LA LASTRA DI GHIACCIO
Sun Sun Kwang dipingeva
Dipingeva disegni bellissimi: bianchi, trasparenti,
freddi svolazzi impressi sull’enorme candida tela.
Intriganti virgole scolpite sulla fragile,
grandissima lastra. Le lamine scaldavano
la liscia distesa ghiacciata imprimendovi le proprie orme. Il suo caldo e
giovane cuore assecondava la sua fantasia e linee, curve sinuose e nuovi
originali segni prendevano vita sulla superficie del lago generando forme
simmetriche, equilibrate, perfette.
Sun Sun Kwang pattinava
Nascosto
tra le canne, in prossimità del grande stagno ghiacciato, Kim Ho Yang lo
osservava.
-Quel
ragazzo arriverà di sicuro alla rappresentativa olimpica – pensò Kim Ho.
Sun
Sun Kwang, promessa del pattinaggio coreano, futuro campione di quella
affascinante disciplina. Il freddo era
pungente, in quel fine inverno asiatico.
Sporadici fiocchi gentili si posavano delicati sui nudi rami di
scheletri arborei.
Tutto
era bianco, intorno a Kim Ho Yang: tutto gli parlava di un mondo freddo.
Sulla
lavagna di acqua infreddolita impeccabili rette incontravano piccoli cerchi,
oblique parabole sposavano in più punti bianche spirali infinite. Geometrici quadri astratti prendevano vita
sulla lunga distesa. Kim Ho scrutava l’incredibile numero di ghirigori stampati
sul piatto marmo.
Sun Sun Kwang si allenava
Ogni
giorno, alle prime luci dell’alba, immerso in un freddo glaciale, Sun Sun
pattinava nello stagno adiacente la casa. Inseguiva il suo sogno. Una fiaccola
olimpica riscaldava il suo animo. La sua calda fiamma ardeva dentro ai suoi
occhi, isolandolo dal freddo totale che lo avvolgeva.
Sun Sun Kwang sorrideva
Sorrideva felice strisciando
sul ghiaccio. I suoi sogni, spinti dalla giovane età, non incontravano attrito.

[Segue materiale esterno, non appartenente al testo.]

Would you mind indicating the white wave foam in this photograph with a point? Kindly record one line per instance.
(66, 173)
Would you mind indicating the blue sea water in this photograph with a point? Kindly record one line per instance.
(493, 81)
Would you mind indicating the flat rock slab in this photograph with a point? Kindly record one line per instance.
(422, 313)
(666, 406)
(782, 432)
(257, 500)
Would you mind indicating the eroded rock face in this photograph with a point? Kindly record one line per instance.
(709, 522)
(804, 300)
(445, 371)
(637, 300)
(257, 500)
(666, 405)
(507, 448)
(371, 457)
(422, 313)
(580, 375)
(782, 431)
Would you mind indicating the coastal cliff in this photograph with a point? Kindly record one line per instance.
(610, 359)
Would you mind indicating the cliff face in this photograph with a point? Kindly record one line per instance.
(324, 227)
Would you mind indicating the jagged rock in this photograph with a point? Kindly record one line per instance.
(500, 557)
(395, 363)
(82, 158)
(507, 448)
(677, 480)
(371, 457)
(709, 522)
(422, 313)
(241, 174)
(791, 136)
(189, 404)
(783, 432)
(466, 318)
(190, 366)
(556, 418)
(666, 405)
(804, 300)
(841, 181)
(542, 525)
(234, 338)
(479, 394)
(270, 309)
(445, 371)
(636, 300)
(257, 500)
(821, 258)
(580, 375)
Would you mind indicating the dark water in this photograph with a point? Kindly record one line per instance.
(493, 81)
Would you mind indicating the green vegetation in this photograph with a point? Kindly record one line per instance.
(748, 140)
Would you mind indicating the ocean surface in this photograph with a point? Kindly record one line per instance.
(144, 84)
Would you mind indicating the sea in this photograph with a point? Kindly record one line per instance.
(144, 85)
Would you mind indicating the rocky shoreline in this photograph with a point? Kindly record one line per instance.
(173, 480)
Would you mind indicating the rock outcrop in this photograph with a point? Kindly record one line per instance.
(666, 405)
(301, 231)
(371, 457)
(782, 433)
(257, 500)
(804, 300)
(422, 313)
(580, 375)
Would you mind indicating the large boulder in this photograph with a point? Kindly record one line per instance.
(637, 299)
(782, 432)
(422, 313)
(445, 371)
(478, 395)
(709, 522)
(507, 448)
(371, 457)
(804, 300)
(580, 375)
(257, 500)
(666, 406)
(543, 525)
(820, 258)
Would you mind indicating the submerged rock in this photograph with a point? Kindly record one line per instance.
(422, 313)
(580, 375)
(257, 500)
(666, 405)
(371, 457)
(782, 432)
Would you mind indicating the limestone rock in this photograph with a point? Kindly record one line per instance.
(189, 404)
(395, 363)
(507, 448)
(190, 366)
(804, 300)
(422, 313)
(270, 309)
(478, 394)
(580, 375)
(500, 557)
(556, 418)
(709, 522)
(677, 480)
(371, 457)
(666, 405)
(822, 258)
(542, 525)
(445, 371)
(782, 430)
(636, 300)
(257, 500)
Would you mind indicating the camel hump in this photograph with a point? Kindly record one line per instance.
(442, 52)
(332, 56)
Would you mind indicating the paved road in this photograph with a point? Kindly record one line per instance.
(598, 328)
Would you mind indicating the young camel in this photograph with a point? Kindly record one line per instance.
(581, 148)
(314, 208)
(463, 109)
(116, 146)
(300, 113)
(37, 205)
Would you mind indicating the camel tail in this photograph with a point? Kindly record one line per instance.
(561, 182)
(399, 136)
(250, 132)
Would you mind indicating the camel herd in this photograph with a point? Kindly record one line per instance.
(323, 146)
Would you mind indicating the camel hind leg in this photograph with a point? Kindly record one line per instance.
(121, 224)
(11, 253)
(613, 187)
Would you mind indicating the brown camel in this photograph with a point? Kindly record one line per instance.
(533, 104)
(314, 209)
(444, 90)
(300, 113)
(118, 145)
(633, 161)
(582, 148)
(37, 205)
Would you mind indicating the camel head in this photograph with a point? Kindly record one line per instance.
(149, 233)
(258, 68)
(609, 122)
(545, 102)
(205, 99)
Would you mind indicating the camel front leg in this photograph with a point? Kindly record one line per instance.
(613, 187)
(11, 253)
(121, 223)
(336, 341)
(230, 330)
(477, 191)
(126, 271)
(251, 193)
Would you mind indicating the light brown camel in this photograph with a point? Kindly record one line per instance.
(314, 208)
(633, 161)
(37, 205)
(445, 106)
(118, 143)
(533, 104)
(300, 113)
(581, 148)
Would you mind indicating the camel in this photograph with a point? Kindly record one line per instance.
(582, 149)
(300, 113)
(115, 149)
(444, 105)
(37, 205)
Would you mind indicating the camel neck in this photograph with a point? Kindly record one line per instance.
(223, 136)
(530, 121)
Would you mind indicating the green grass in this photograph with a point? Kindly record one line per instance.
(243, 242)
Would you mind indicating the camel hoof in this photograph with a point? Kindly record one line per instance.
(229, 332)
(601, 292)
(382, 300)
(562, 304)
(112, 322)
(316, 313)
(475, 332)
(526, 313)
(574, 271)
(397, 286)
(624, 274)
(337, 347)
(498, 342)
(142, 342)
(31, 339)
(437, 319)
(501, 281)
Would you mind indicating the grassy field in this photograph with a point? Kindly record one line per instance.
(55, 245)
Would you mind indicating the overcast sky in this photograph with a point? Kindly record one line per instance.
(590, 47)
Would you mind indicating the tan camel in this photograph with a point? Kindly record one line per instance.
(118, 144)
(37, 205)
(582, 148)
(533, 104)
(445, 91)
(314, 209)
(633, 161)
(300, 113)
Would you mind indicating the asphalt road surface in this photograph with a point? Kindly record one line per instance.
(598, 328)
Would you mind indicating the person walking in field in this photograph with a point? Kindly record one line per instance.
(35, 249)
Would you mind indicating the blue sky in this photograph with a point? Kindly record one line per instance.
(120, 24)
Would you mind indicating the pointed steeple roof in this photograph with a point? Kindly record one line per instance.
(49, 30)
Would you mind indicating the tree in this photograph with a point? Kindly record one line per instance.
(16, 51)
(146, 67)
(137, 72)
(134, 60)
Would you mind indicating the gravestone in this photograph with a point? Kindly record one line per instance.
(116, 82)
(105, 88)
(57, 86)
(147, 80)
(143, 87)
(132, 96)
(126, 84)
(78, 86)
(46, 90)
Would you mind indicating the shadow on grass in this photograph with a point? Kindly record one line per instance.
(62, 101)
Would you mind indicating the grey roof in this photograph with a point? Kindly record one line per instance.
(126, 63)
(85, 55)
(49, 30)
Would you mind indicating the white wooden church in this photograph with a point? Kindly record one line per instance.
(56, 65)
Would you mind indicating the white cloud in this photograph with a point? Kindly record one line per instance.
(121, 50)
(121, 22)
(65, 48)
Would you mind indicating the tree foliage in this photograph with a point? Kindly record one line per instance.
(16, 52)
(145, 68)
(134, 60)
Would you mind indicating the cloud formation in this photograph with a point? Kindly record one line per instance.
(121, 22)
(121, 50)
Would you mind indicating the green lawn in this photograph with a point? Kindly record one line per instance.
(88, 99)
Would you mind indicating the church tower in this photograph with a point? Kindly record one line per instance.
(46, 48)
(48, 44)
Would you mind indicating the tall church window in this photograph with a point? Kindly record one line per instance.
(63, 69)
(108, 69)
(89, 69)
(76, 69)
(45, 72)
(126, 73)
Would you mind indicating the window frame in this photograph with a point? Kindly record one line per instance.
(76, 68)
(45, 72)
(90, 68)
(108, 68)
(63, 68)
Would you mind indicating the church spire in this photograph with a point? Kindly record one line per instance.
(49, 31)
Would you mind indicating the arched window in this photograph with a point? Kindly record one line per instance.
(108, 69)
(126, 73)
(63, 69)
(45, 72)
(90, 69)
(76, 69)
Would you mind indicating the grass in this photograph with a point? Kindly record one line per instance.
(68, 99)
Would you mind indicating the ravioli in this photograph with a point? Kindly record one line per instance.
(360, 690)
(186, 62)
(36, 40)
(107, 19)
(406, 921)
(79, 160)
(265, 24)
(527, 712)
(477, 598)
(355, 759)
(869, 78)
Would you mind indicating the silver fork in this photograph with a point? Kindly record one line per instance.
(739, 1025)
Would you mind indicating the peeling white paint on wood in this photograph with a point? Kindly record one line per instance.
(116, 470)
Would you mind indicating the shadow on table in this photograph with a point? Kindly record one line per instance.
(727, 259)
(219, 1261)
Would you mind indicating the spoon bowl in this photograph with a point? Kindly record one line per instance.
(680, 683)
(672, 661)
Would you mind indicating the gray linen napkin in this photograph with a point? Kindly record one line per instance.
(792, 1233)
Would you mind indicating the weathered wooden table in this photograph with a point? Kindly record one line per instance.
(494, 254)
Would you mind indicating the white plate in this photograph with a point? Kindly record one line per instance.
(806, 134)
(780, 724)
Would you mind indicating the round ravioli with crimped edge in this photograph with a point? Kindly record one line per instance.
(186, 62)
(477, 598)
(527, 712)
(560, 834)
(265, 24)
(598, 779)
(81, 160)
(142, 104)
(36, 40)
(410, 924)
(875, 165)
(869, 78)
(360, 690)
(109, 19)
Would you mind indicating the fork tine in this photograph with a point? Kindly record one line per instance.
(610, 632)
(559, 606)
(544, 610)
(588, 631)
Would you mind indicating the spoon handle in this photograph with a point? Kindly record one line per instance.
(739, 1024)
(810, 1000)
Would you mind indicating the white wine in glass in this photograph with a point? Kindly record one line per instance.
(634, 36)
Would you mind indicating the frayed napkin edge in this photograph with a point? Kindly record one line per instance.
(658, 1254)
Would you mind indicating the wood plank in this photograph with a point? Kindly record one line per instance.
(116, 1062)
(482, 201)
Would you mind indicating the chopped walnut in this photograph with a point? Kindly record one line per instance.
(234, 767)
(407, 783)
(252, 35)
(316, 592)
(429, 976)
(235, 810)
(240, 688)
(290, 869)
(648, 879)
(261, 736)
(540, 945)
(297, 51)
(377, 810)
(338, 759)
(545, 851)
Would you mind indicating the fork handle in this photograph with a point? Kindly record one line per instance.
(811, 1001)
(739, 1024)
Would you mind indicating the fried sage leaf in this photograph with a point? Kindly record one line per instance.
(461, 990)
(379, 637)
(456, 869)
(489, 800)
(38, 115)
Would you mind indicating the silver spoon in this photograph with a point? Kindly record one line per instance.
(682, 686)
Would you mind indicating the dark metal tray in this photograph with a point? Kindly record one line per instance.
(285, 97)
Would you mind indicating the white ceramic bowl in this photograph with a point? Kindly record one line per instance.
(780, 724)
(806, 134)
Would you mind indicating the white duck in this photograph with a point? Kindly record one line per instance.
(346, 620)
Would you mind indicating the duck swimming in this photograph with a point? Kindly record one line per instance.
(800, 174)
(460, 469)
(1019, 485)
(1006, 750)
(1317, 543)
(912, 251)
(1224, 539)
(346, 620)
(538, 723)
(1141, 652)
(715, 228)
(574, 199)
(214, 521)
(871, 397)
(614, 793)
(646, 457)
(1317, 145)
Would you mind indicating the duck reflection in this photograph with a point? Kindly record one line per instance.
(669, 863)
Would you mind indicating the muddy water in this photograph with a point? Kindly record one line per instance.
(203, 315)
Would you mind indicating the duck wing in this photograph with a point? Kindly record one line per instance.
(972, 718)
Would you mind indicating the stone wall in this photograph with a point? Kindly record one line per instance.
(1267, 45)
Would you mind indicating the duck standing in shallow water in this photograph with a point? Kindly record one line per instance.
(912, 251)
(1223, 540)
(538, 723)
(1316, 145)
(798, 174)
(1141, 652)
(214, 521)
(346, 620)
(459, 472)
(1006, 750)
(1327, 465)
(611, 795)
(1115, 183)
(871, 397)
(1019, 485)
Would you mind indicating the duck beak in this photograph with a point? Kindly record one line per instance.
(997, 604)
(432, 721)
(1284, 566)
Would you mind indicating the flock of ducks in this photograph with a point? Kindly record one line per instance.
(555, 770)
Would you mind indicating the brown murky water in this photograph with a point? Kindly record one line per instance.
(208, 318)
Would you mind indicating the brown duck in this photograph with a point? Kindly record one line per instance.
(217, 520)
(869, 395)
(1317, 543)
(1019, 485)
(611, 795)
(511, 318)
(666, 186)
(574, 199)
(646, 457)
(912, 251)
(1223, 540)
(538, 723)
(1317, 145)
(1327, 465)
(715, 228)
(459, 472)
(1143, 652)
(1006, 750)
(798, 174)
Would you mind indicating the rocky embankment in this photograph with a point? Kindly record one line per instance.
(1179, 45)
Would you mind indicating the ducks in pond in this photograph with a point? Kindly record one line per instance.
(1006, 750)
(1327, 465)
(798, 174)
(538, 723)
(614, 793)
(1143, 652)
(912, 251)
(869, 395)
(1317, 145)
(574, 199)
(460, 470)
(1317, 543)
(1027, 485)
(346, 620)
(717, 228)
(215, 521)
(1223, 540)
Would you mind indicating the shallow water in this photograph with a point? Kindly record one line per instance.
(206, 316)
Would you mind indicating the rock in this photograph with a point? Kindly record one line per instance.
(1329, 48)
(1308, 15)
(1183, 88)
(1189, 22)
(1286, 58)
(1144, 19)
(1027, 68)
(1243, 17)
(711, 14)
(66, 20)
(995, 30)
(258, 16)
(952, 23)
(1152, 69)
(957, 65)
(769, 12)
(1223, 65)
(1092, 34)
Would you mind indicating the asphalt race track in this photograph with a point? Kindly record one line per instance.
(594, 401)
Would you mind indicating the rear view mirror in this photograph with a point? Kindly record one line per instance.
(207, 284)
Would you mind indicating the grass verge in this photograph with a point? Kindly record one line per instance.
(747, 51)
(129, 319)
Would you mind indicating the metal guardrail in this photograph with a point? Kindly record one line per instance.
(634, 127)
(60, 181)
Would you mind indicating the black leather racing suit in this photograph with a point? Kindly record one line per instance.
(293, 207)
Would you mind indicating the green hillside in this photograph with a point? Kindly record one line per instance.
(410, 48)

Procedevano veloci insieme a lui, verso una gloria futura. Kim Ho Yang lo
guardava, lo osservava incantato. Kim Ho, il vecchio docente di arte, lo
fissava incatenato. Il solido ghiaccio, al passaggio di Sun, cambiava di stato
dipingendo binari d’acqua nei quali transitava il ragazzo. I solchi scavati
registravano i desideri di Sun, ciò che voleva comunicare, il segno che voleva
lasciare. Kim Ho Yang pensò ai solchi dei vecchi dischi di vinile. Ma quei
segni non sarebbero stati indelebili, scritti nella debolezza, nella fragilità
del ghiaccio. L’arte di Sun sarebbe stata immortale, ma la grezza materia, la
sostanza su cui era impressa si sarebbe sciolta col caldo, distrutta
dall’ardore di una soltanto tiepida primavera. La precarietà della fredda
sostanza contrapposta al all’eternità del vivido pensiero. Eppure proprio l’indifferente
sostanza fermava le calde, vibranti idee. Solo il freddo incastonava in sé
rendendo eterni i pensieri appena abbozzati sulla tavolozza bianca. Ma anche la crosta di ghiaccio avrebbe ceduto:
quelle meravigliose simmetrie si sarebbero infrante.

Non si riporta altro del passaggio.